Dolores Modonutti è una donna colta e coraggiosa. È laureata in storia, è stata impiegata all'Ilva/Italsider di Marghera, ama la pittura, la lirica (Fenice e teatro Verdi di Trieste), l'architettura, i buoni libri. Tra una cliente e l'altra legge Henry James, ma a portata di mano tiene le 900 pagine di Grande seno fianchi larghi di Mo Yan, premio Nobel per la letteratura: «Dobbiamo pur capire chi sono e cosa pensano questi cinesi che hanno un terzo del debito pubblico americano e il 15 per cento del nostro. Sono confuciani, si adattano a tutto, dormono nei negozi, campano con niente: il mio vicino, qui, dice che bastano 100 euro il mese. Ma non si integrano, appena quattro parole in inglese. E sono tantissimi».

«Smart», così si chiama la rivendita che ancora attende una vera insegna, è arredata con quadri, vasi, specchi e cassettiere di famiglia, gli scaffali sono il regalo di un'amica, i cavalletti appendiabiti vengono da una tintoria chiusa. Una statua in gesso del giardino di casa è diventata un manichino. Si attende seduti su una poltroncina in pelle bianca. Dolores Modonutti la chiama «arte dell'arrangismo». «La gente viene, fa quattro chiacchiere, trova belle cose e un ambiente diverso dai centri commerciali. Possono prendere i capi in prestito per farli provare. Tornano tutti: non c'è uno che si sia tenuto qualcosa senza poi pagare. La gente è sana. Vengono anche i cinesi, danno un'occhiata e se ne vanno senza dire una parola».
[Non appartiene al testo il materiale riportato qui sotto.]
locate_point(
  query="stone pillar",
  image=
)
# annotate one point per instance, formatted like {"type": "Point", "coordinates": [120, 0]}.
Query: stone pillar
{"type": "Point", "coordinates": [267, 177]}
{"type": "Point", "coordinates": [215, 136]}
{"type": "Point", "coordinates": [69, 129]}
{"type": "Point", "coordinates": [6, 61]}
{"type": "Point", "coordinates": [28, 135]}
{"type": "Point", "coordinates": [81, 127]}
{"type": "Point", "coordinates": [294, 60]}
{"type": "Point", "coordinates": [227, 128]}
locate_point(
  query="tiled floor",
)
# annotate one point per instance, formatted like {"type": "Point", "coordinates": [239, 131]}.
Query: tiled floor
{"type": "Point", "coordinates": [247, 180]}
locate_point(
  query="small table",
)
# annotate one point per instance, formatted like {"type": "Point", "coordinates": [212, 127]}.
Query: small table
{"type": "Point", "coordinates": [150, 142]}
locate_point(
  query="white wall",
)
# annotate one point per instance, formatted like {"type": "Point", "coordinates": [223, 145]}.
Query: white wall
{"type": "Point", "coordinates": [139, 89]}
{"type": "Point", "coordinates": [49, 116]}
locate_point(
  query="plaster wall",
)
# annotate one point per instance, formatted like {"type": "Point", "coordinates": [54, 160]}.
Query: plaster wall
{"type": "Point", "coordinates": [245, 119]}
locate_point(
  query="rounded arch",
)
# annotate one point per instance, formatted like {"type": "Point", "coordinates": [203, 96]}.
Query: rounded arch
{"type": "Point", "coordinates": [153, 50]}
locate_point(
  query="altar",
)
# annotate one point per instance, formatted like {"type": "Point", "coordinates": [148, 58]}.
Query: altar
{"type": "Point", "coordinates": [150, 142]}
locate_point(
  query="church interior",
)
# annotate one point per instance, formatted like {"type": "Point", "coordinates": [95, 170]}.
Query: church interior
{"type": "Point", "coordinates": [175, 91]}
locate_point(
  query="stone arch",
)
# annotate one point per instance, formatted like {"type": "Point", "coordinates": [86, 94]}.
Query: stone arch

È la bottega della fiducia. «Dobbiamo imparare dai cinesi, lo dico seriamente. Imparare a non aspettare che il lavoro cada dal cielo. La generazione di mio figlio quali prospettive ha? I sindacati tutelano soltanto chi il posto ce l'ha già. Che fa il signor Letta? E il sindaco di Venezia? A Mestre ogni strada storica ha un comitato di protesta. Io ho visto tutta l'evoluzione della metallurgia italiana, compresi quelli che andavano in pensione con appena 25 anni di lavoro.

Oggi c'è soltanto cassa integrazione. Per me che ho fatto il 68, questi ragazzi sono ben educati. La mia generazione ha preso le pistole. Noi abbiamo scelto di investire in via Piave, il destino di questi luoghi non è già scritto».